Can you install them with the engine in the truck??
Sorry if it's a dumb question, just want to verify. I don't have the studs yet or I would go try one.
 
Thanks guys.....I thought you could, just wanted to make sure.

Someone sent me a PM which makes me think of 1 more question......
Do you have to bottom tap with the ARP 12mm studs??
I thought I'd read somewhere that you didn't have to.
 
I just blew mine out with an air compressor.
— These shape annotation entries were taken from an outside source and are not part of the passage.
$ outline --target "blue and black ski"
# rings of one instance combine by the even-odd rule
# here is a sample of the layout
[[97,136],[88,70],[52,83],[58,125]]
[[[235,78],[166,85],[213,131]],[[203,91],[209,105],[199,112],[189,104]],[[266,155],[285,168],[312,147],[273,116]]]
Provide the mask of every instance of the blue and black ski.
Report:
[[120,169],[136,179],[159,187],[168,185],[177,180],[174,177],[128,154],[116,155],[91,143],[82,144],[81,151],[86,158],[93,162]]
Just get out of the way, all the gunk in there smells horrible!!!!!!
 
I would definitely bottom tap the holes, It gives your stud an extra 1/4" of "bite" on the threads in your block and it doesnt take that much more than an hr. to do it right.

Lavon
 
Make sure to torque them right after you put the stud in and go in the sequence. I made a huge mistake and it's costing me a new gasket now.

I used a bottoming tap and some various extensions to tap it. I'll be tapping them again while the head is off and I have more clearance. You can install them though. But like I said...one at a time=remove bolt-put stud in-torque to factory specs then move onto next bolt/stud....ask me how I know.
 
Make sure to torque them right after you put the stud in and go in the sequence. I made a huge mistake and it's costing me a new gasket now.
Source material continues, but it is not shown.